After seasons of warmth, the growing season, the harvest and the beauty that is autumn (in which I relished for an extended season from Quebec to home feasting on the colors and refreshing cool) we enter winter with its attendant palpable gloomy gray days. It’s a time when we begin to long for the better seasons. But this season offers a needed quiet, a respite from labors. Freed from many daily outdoor chores and activities. It is a time to nourish our interior life, our spiritual life. The sun sets at its earliest right now (4:33 CST here in Franklin in early December). Interestingly, by Christmas we will already be experiencing later sunsets. Being that most of us learn better with visual or practical examples Advent takes advantage of our learning style AND the regularly occurring rhythms of the seasons to instill spiritual truth. So today Sunday (November 30, 2025) is the first Sunday of this Advent season focusing on Hope.

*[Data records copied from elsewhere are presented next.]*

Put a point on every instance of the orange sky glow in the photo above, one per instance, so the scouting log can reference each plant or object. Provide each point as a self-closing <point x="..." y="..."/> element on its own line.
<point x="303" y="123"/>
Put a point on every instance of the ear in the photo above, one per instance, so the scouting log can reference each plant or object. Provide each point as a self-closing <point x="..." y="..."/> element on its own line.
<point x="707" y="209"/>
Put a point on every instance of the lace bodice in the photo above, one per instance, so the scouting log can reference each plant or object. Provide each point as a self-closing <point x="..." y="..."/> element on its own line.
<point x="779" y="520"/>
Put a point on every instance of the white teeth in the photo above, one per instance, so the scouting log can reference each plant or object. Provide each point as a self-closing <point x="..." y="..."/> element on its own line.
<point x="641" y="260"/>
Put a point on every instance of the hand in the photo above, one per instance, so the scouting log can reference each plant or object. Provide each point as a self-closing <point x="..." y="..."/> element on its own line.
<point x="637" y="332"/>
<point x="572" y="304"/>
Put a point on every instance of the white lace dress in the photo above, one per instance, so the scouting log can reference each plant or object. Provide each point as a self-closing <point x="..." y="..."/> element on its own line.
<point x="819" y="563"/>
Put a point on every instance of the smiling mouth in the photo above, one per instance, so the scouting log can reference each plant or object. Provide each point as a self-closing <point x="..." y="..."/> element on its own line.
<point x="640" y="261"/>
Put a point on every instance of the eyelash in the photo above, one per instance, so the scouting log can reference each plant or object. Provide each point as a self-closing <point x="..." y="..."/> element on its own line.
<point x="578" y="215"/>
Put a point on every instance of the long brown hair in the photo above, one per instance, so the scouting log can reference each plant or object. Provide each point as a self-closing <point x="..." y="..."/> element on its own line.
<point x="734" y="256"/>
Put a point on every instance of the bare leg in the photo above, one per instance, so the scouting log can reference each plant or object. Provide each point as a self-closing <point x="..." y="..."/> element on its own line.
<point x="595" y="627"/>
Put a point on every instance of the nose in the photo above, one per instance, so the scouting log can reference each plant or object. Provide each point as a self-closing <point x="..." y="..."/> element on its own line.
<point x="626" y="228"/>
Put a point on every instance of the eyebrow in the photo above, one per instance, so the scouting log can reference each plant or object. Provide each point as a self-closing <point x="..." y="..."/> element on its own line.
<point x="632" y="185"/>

Isaiah prophesied into such a hopeful future:


2 The people who walked in darkness have seen a great light; those who dwelt in a land of deep darkness, on them has light shone. 6 For to us a child is born, to us a son is given; and the government shall be upon his shoulder, and his name shall be called Wonderful Counselor, Mighty God, Everlasting Father, Prince of Peace. 7 Of the increase of his government and of peace there will be no end, on the throne of David and over his kingdom, to establish it and to uphold it with justice and with righteousness from this time forth and forevermore. The zeal of the LORD of hosts will do this. - Isaiah 9:2,6,7

And St. Paul reminds us that the Holy Spirit instills hope from within the heart of the allegiant (one who trusts and follows Jesus as Lord and Master) believer. Be encouraged by the progression in steps of our walk with God culminating (in this earthly life) in Hope:


1 Therefore, since we have been justified by faith, we have peace with God through our Lord Jesus Christ. Through him we have also obtained access by faith into this grace in which we stand, and we rejoice in hope of the glory of God. Not only that, but we rejoice in our sufferings, knowing that suffering produces endurance, and endurance produces character, and character produces hope, and hope does not put us to shame, because God's love has been poured into our hearts through the Holy Spirit who has been given to us. - Romans 5:1-5

Despite the losses we see around us, friends who have departed, the strife of political discord, the physical (and perhaps relational) separation we can feel, Advent calls us to wrestle with these feelings for our spiritual good: that we may appreciate and yearn for Jesus’ second coming as indeed he came once by promise, so we take hope.


Jesus came long ago as a little child he will indeed come again as the victorious reigning king he truly is. And that gives us hope.


This year a men’s accountability group of which I am a part spent considerable time examining and hopefully incorporating the “practice of the presence of God”, daily into our lives using the book of that title by Brother Lawrence as a guide. It is not just for this season but is the total essence of life. But this season invites each one to consider anew or reinforce our spiritual life and God’s unfailing promises. We await with anticipation the second Advent, Jesus’s return, Maranatha!